More marketing techniques and channels create complexity

We come from a much simpler time: impressions. Through radio, TV, and ads in magazines or newspapers, impressions could be purchased; at trade shows, we collected cards. The result was shown on one PowerPoint slide. More money often resulted in more impressions or cards (leads). In a world of social media marketing, content marketing, SEO, and influencer marketing, it’s not that simple anymore. The value of an impression varies, you no longer collect cards or only very late in the customer journey. Marketers faithfully collect all that data and build complex presentations to make their results transparent. The result is that management and other departments drop out: too complex.

Value of marketing: essential questions

That complexity is understandable, BCG states, marketers do not answer the right questions. Fortunately, the right questions are not the hardest:

  1. Do we measure and track both the short- and long-term value of marketing?
  2. Does that provide answers and insights that can lead to action?
  3. Are these understandable and credible for the CEO, CFO, and the rest of the organization?

If the answer to any of these is no, you need to go back to the drawing board.

Complexity is the enemy

Back to the amount of data and tools; which do you really need? From the essential questions, probably a number of KPIs have emerged that precisely represent the value of marketing for the organization. Select the data and tools needed to make these transparent and use them in the reporting. Cut the rest:

“… marketing leadership should avoid the temptation to aim for perfection rather than confidence. That is, instead of striving for the ideal, it is far more effective and practical to apply the necessary ­resources to develop and build consensus around a simple set of metrics and tools that do the job well and that will consistently demonstrate value and improvement.” – BCG, 2017

4 rules to connect the value of marketing with actual results

waarde van marketing meten1. Don’t check your own homework

As an organization, determine based on which data marketing will be evaluated.
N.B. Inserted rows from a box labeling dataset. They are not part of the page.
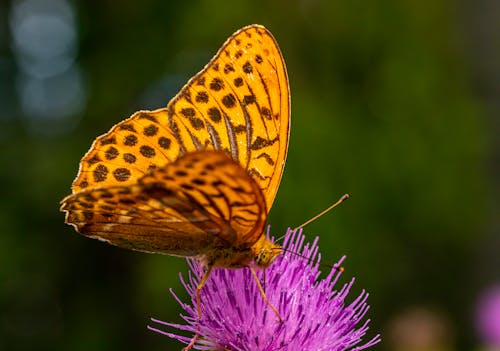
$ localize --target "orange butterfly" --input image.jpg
[61,25,290,350]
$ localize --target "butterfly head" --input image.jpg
[253,235,282,268]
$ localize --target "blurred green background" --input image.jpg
[0,0,500,350]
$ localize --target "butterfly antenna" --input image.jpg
[274,247,344,273]
[294,194,349,230]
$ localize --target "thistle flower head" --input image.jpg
[148,230,380,351]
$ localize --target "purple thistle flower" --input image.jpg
[148,230,381,351]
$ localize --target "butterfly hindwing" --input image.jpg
[61,151,267,256]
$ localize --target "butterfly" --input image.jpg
[61,24,290,346]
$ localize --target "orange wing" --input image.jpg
[72,25,290,211]
[61,151,267,256]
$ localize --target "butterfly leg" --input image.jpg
[182,266,212,351]
[247,265,283,322]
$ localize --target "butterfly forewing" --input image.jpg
[72,25,290,210]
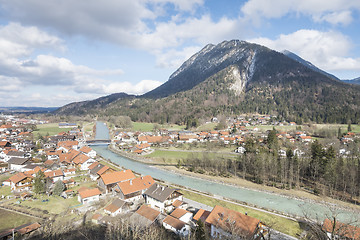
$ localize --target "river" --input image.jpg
[92,122,360,222]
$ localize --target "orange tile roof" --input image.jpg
[58,140,79,147]
[193,208,210,221]
[138,135,167,143]
[100,169,135,185]
[104,199,126,213]
[135,143,150,149]
[89,161,99,170]
[79,188,101,199]
[206,205,260,236]
[136,205,160,222]
[171,199,184,207]
[117,175,155,195]
[73,153,90,164]
[44,169,64,178]
[80,146,92,153]
[97,166,110,175]
[9,172,28,183]
[323,218,360,240]
[163,216,185,231]
[170,208,190,219]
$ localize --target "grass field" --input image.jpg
[196,123,217,131]
[181,190,302,237]
[0,209,37,232]
[0,186,12,197]
[33,123,71,138]
[314,124,360,133]
[21,196,79,214]
[132,122,185,132]
[144,150,236,164]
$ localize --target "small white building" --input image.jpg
[104,199,128,217]
[144,183,183,212]
[78,188,101,204]
[163,216,191,237]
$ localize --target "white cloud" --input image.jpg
[241,0,360,25]
[98,80,162,95]
[156,46,203,69]
[249,29,360,70]
[0,75,21,92]
[0,23,123,94]
[313,11,353,25]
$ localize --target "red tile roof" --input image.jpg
[73,153,90,164]
[79,188,101,199]
[117,175,155,195]
[136,205,160,222]
[100,169,135,185]
[80,146,92,153]
[206,205,260,236]
[170,208,190,219]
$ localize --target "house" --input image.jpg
[8,157,30,172]
[163,216,191,237]
[113,175,155,201]
[44,169,64,183]
[104,199,128,217]
[89,162,112,181]
[57,140,79,150]
[205,205,266,239]
[78,188,101,204]
[63,168,76,179]
[130,205,161,227]
[72,153,95,170]
[0,141,11,150]
[322,218,360,240]
[171,200,188,209]
[79,146,96,158]
[170,208,193,224]
[4,150,26,162]
[300,136,312,142]
[98,169,135,193]
[144,183,183,212]
[8,172,32,191]
[193,208,210,222]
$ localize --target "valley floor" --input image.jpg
[111,145,360,214]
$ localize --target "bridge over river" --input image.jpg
[86,139,111,146]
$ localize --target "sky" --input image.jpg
[0,0,360,107]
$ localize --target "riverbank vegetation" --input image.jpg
[172,136,360,204]
[181,190,303,238]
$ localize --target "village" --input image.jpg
[0,114,358,239]
[113,115,360,157]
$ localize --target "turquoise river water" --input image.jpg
[92,122,360,222]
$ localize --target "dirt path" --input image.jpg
[0,206,46,220]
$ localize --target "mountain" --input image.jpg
[143,40,261,98]
[282,50,340,80]
[0,107,58,114]
[55,40,360,124]
[54,93,134,115]
[342,77,360,85]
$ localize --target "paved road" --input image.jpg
[183,198,297,240]
[184,198,213,211]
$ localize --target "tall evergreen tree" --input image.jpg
[33,171,45,194]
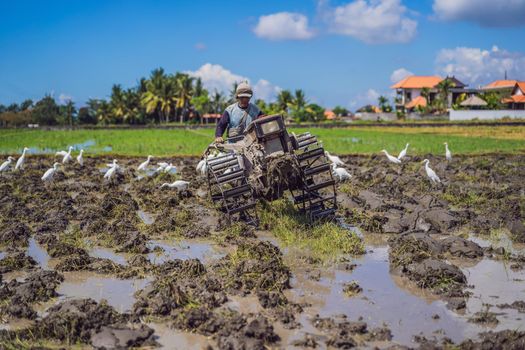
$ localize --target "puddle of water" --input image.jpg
[469,233,525,255]
[291,245,525,346]
[27,237,51,270]
[137,210,155,225]
[26,140,96,154]
[147,323,215,350]
[89,248,128,265]
[57,272,150,312]
[148,241,225,264]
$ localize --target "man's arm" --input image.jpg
[215,111,230,139]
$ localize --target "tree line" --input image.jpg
[0,68,348,126]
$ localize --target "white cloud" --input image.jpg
[390,68,414,83]
[253,12,315,40]
[187,63,281,101]
[194,43,207,51]
[253,79,281,101]
[319,0,417,44]
[58,93,73,105]
[432,0,525,27]
[436,46,525,87]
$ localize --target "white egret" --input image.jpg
[77,149,84,166]
[444,142,452,162]
[332,164,352,181]
[106,159,117,168]
[421,159,441,183]
[397,143,408,160]
[104,159,119,181]
[0,156,15,173]
[42,163,60,182]
[164,163,177,173]
[196,159,207,175]
[55,146,73,157]
[324,151,345,165]
[381,150,401,164]
[15,147,29,170]
[160,180,190,191]
[62,147,73,164]
[137,156,153,171]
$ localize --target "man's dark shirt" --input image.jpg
[215,108,264,137]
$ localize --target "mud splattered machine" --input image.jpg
[204,115,337,225]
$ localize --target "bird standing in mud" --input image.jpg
[160,180,190,192]
[397,143,408,160]
[332,163,352,182]
[137,156,153,171]
[55,146,73,157]
[422,159,441,183]
[0,156,15,173]
[324,151,345,165]
[62,147,73,164]
[444,142,452,162]
[15,147,29,170]
[104,159,119,181]
[77,149,84,166]
[42,163,60,182]
[381,150,401,164]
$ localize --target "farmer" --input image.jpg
[215,82,263,143]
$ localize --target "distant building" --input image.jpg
[324,109,337,120]
[391,75,470,111]
[481,80,518,93]
[501,81,525,109]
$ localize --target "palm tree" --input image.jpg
[437,78,456,110]
[276,90,293,114]
[211,90,226,113]
[141,68,178,123]
[175,73,194,123]
[110,84,126,121]
[97,100,113,125]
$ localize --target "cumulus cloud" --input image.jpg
[436,46,525,87]
[432,0,525,27]
[319,0,417,44]
[253,12,315,40]
[390,68,414,83]
[187,63,281,101]
[58,93,73,105]
[193,43,207,51]
[253,79,281,101]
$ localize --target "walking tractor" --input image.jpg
[204,115,337,225]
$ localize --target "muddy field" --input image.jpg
[0,155,525,349]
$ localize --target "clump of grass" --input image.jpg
[260,199,364,261]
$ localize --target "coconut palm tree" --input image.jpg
[175,73,194,123]
[276,90,293,114]
[141,68,178,123]
[211,90,226,113]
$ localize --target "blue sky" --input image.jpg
[0,0,525,109]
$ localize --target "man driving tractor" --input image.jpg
[215,82,263,143]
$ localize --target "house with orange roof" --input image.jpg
[324,109,337,120]
[481,79,518,92]
[501,81,525,109]
[391,75,468,111]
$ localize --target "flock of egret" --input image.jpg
[0,146,190,191]
[0,142,452,187]
[381,142,452,183]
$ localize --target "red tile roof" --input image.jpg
[390,75,443,89]
[501,95,525,103]
[405,96,427,109]
[483,80,518,90]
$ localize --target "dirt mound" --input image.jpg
[0,252,37,274]
[0,270,64,319]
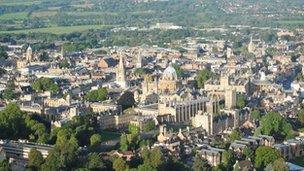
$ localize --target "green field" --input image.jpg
[277,20,304,25]
[100,131,121,141]
[0,0,41,6]
[0,25,112,34]
[0,12,28,20]
[31,10,57,17]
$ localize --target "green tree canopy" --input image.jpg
[297,109,304,125]
[113,157,129,171]
[28,148,44,170]
[261,112,292,138]
[117,91,135,110]
[86,153,106,171]
[84,88,108,102]
[196,69,215,88]
[120,133,129,151]
[251,109,261,120]
[229,129,243,142]
[90,134,101,147]
[236,94,246,109]
[143,120,155,132]
[254,146,280,168]
[141,148,165,169]
[172,64,185,78]
[272,158,289,171]
[39,52,50,62]
[192,154,211,171]
[0,46,8,59]
[223,150,236,170]
[0,160,12,171]
[32,77,59,93]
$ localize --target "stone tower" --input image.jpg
[25,46,33,62]
[226,47,232,59]
[116,55,127,89]
[136,51,143,68]
[225,89,236,109]
[248,36,254,53]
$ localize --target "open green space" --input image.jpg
[0,0,41,6]
[0,25,115,34]
[277,19,304,25]
[100,131,121,141]
[0,12,28,20]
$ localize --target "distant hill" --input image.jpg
[0,0,304,31]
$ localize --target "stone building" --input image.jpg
[116,55,128,89]
[158,64,181,94]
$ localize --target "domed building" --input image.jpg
[158,64,182,94]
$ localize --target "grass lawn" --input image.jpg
[277,20,304,25]
[0,12,28,20]
[0,0,41,6]
[31,10,57,17]
[66,11,118,16]
[291,157,304,167]
[100,131,121,141]
[0,25,111,34]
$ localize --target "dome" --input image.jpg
[163,64,177,80]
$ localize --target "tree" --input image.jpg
[84,88,108,102]
[143,120,155,132]
[192,154,211,171]
[2,80,17,100]
[113,157,129,171]
[236,94,246,109]
[120,133,129,151]
[137,164,157,171]
[229,129,242,141]
[0,160,12,171]
[272,158,289,171]
[86,153,105,170]
[223,150,236,170]
[2,87,17,100]
[196,69,215,88]
[172,64,185,77]
[59,59,71,69]
[243,147,254,159]
[0,46,8,59]
[251,109,261,120]
[261,112,292,138]
[141,148,164,169]
[90,134,101,147]
[28,148,44,170]
[255,146,280,168]
[0,103,29,140]
[0,68,7,76]
[297,109,304,125]
[41,149,64,171]
[117,91,135,110]
[32,77,59,93]
[39,52,50,62]
[128,124,139,135]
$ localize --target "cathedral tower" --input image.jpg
[26,46,33,62]
[116,55,127,89]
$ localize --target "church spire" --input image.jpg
[116,54,127,88]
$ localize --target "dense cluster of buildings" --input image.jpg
[0,27,304,169]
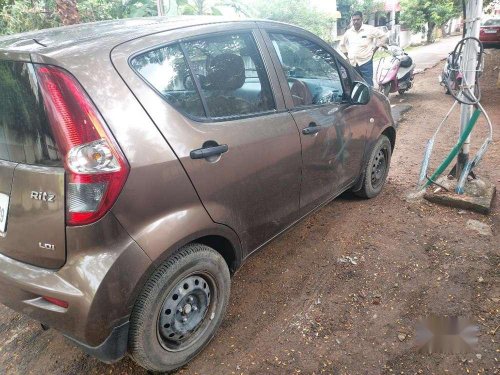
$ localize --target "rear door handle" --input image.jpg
[302,122,321,135]
[189,145,229,159]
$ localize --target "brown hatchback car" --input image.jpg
[0,17,396,371]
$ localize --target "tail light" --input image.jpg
[35,65,129,225]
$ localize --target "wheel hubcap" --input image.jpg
[158,275,211,348]
[371,149,387,188]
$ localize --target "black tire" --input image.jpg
[355,135,392,198]
[128,244,231,372]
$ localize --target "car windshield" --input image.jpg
[483,18,500,26]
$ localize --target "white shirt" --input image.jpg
[340,25,387,66]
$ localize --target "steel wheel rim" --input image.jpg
[157,273,217,352]
[370,147,388,189]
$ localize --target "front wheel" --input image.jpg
[129,244,231,372]
[355,135,392,198]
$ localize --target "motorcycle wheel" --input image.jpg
[380,83,391,97]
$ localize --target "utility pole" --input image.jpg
[456,0,483,184]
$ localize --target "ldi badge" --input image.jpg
[38,242,56,250]
[31,191,56,202]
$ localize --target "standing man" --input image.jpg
[340,12,387,86]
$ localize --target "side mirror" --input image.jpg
[351,82,372,104]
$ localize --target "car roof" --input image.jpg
[0,16,288,53]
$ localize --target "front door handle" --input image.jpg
[302,122,321,135]
[189,145,229,159]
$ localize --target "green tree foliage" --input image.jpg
[255,0,335,40]
[0,0,125,34]
[401,0,461,43]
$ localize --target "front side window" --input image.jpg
[184,33,276,118]
[270,33,344,106]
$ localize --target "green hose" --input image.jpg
[424,109,481,187]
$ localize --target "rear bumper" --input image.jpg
[0,214,151,352]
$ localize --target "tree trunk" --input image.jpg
[56,0,80,26]
[427,22,436,43]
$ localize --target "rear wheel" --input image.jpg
[380,83,391,97]
[355,135,392,198]
[129,244,230,371]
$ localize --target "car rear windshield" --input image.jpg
[0,61,62,166]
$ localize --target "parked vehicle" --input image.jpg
[479,18,500,47]
[0,17,396,371]
[376,45,415,96]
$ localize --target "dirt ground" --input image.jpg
[0,50,500,375]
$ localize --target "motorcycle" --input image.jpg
[376,45,415,97]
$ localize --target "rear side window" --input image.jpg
[181,34,275,117]
[270,33,346,106]
[131,44,205,117]
[0,61,62,166]
[131,33,276,119]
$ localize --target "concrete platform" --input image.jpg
[424,177,496,215]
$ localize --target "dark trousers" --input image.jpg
[356,60,373,86]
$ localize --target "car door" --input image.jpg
[261,27,366,214]
[112,22,301,251]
This prevents you from getting bogged down in metrics that only marketing understands from tools nobody trusts.

2. Establish a ‘measurement and decision architecture’

Determine how measurement is done and which decisions are made based on it. This ensures uniformity and clarity, which removes much discussion.

3. Explicitly choose metrics and tools

Which figures and tools do you use to gain the necessary insights? This is the point we made earlier; less is more.

4. Think long-term

Even with simple KPIs and measurement methods, it will take some time for the organization to get used to it, so make sure this does not change annually. That forces you to choose KPIs that are channel- or expression-independent, harder but not difficult.

Value of marketing: the goal

Measuring and accounting is of course not a goal in itself; ultimately, it is about the contribution to the organization’s performance. By making the value of marketing transparent, other departments understand the contribution/added value marketing delivers and are more likely to use it integrally. This increases the return on marketing efforts. At the same time, it ensures that the different departments pursue the same goal, which in English is called ‘alignment’.

For you as a marketer, it naturally means more understanding, space, and opportunities for innovation. A new channel that is excellent for improving a certain KPI? You can now explain that much more easily.